Sanjeewa Weerasinghe

Personal information
- Full name: Colombage Don Udesh Sanjeewa Weerasinghe
- Born: 1 March 1968 (age 58) Colombo, Sri Lanka
- Batting: Right-handed
- Bowling: Legbreak googly

International information
- National side: Sri Lanka (1985);
- Only Test (cap 30): 6 September 1985 v India

Career statistics
| Competition | Test | First-class |
| Matches | 1 | 44 |
| Runs scored | 3 | 845 |
| Batting average | 3.00 | 17.97 |
| 100s/50s | 0/0 | 1/2 |
| Top score | 3 | 112* |
| Balls bowled | 114 | 4,593 |
| Wickets | 0 | 103 |
| Bowling average | – | 24.03 |
| 5 wickets in innings | – | 6 |
| 10 wickets in match | – | 2 |
| Best bowling | – | 8/77 |
| Catches/stumpings | 0/– | 39/– |
- Source: Cricinfo, 11 April 2017

= Sanjeewa Weerasinghe =

Sri Lankan cricketer (born 1968)

Colombage Don Udesh Sanjeewa Weerasinghe (born 1 March 1968), or Sanjeewa Weerasinghe, is a Sri Lankan Australian former cricketer who played in one Test in 1985. He was born at Colombo in 1968.
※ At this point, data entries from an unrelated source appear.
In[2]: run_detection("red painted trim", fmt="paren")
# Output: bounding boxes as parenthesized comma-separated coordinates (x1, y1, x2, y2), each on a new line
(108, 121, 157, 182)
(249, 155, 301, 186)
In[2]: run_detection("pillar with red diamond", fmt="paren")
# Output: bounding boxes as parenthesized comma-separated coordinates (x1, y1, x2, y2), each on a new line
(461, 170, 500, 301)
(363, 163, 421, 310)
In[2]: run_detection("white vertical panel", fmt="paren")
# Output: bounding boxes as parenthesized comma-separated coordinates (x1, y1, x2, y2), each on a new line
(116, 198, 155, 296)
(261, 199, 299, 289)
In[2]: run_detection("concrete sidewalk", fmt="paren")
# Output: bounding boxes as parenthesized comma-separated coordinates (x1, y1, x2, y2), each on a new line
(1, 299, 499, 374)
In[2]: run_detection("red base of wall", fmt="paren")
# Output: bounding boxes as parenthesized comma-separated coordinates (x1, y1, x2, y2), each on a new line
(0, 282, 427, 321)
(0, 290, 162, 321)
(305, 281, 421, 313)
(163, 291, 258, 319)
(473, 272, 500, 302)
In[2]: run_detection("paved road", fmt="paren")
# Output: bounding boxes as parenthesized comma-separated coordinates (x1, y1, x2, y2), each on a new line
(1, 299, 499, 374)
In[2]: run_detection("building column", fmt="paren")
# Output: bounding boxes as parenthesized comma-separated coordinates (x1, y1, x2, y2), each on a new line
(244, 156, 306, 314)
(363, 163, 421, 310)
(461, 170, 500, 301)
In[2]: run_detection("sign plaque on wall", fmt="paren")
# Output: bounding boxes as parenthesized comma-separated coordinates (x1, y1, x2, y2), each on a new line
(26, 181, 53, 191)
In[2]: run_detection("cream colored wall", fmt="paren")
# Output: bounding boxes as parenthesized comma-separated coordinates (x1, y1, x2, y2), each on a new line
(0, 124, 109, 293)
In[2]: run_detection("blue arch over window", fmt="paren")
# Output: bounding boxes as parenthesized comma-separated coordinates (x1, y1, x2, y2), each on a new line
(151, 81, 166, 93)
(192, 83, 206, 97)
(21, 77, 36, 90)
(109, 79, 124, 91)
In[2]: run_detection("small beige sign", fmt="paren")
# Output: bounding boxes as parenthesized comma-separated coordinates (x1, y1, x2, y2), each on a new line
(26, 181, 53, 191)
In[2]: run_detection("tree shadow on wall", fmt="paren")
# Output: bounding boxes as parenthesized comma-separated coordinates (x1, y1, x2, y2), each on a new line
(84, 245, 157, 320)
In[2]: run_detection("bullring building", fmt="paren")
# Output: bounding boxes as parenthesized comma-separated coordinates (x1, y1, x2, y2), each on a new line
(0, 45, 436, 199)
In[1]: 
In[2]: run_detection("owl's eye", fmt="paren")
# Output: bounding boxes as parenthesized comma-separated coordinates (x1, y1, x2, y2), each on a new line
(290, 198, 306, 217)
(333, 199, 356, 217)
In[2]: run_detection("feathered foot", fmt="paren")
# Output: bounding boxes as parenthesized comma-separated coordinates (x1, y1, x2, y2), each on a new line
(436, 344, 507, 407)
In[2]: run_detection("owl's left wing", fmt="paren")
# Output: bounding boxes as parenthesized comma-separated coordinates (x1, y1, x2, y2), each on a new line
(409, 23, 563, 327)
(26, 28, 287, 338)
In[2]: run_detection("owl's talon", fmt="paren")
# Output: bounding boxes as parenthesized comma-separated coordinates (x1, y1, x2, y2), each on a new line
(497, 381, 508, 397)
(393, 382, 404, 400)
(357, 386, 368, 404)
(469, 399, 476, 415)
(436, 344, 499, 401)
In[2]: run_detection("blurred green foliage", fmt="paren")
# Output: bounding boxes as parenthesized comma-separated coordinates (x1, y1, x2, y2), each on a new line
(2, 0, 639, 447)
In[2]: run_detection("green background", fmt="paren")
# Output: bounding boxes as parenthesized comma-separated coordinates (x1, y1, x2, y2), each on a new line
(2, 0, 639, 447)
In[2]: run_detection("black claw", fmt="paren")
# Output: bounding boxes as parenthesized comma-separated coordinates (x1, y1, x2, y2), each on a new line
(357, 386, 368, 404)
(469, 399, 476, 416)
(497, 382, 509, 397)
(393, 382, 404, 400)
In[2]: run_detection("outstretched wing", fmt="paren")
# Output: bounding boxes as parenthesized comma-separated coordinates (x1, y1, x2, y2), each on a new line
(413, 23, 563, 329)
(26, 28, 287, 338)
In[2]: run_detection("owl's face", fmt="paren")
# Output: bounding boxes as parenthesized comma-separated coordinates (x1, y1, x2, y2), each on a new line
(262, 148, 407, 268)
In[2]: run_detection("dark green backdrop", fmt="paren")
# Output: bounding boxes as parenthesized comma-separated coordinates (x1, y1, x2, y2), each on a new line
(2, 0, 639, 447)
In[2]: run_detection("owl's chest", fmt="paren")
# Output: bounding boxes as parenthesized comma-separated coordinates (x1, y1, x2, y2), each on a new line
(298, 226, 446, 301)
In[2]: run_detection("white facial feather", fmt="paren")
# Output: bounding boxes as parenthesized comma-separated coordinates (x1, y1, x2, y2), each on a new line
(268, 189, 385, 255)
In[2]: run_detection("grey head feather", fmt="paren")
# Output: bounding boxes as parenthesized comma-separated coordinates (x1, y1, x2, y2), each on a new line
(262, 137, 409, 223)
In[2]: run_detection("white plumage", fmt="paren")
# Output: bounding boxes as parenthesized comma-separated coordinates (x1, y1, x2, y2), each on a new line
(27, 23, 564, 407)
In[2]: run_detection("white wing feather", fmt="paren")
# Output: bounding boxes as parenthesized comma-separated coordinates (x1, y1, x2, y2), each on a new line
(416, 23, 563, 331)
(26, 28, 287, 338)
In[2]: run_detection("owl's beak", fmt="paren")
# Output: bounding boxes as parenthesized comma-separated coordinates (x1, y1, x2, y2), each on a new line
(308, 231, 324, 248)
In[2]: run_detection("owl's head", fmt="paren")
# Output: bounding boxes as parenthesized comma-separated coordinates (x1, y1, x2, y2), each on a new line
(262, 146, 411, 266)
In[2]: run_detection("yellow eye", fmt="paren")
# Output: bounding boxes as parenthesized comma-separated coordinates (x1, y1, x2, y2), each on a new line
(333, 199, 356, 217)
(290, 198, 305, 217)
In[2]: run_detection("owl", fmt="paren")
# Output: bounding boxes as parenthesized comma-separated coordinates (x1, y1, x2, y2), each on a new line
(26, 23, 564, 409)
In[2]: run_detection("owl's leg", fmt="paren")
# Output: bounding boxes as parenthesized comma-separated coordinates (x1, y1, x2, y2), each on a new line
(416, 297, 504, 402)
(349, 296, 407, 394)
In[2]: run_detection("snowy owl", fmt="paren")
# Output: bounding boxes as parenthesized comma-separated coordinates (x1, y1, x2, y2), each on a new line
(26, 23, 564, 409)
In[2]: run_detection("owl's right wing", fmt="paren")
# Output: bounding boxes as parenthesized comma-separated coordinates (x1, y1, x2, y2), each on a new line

He was picked up in Sri Lanka Test squad as a schoolboy cricketer and made his Test debut against India at the P. Sara Oval in September 1985 which also historically marked Sri Lanka's first ever test win. It was his only international appearance.

Sanjeewa was educated at Isipathana College. He was the youngest test player to represent Sri Lanka at the age of 17 years and 269 days. He currently resides in Australia.

In February 2020, he was one of the Sri Lankan players to have played in a charity Bush Fire T20 match in Australia.